Spinal Stenosis+Spondylolisthesis+Scoliosis- suddenly are problems
Suddenly these have all stopped my manageable, fulfilling life. All became a problem when I moved from East Coast to Mid-West 2 years ago. Strange timing. Have been athletic all my life, very healthy, a few surgeries (TKRs etc.) - but always good recovery and positive attitude. Now I am at the abyss.

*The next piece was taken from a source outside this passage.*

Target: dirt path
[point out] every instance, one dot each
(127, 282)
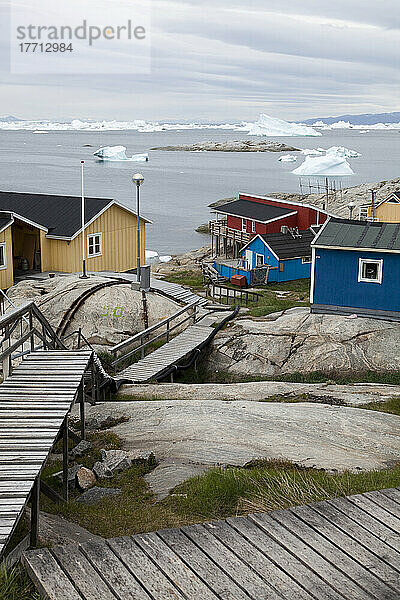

I am (please don't let this prejudice you) 84. But I do not feel like it or look it or act like it. I decided TOPS Spinal would be a good fit for me. After wasting 8 months, 2 MRIs, Xrays, long-distance trips to NY City counting on TOPS, I have been rejected. Due to Bone Strength and AGE. I have a lot of comments on how this was handled, but am trying to redirect myself and just try to address one issue at a time. TOPS is designed for Stenosis and Spondylolisthesis so sounded good for me. But I also have Scoliosis. (This became a sudden problem.) This has all come to the fore front in the past 2 years. My usual life is gone. But I have been doing gym exercises 3 or 4 days a week and about to start P.T. I think I am seeing a little light because the stronger back and leg muscles are helping (slowly) to help support my walking. I still lean to the right and my back tires rapidly FROM HEAVY DOWNWARD PRESSURE when walking. As long as I can sit at frequent intervals, I can manage. I finally broke down and purchased a Walker. I am embarrassed, but I believe this will be a BIG HELP to get through certain parts of the day. The Dr. who rejected me barely offered any ideas or discussion which direction I can go in now. I needed his guidance, but received almost none. He ordered 2 MRIs and Xrays. But he kept me waiting for 7 months. I do understand TOPS is new spinal surgery, but I believe he could have figured out my rejection sooner. Now I am restarting. Is it possible to address Scoliosis first? Then address Stenosis and Spondy? Scoliosis gives me the most misery and it should be addressed. I believe I should seek out a large medical organization which has many resources - so I do not want to stay local. have been to Lenox Hill Hospital in NY, Cleveland Clinic, and a local Dr. in PA where I now live. Of course, first choice was always Mayo Clinic, but the distance was a problem.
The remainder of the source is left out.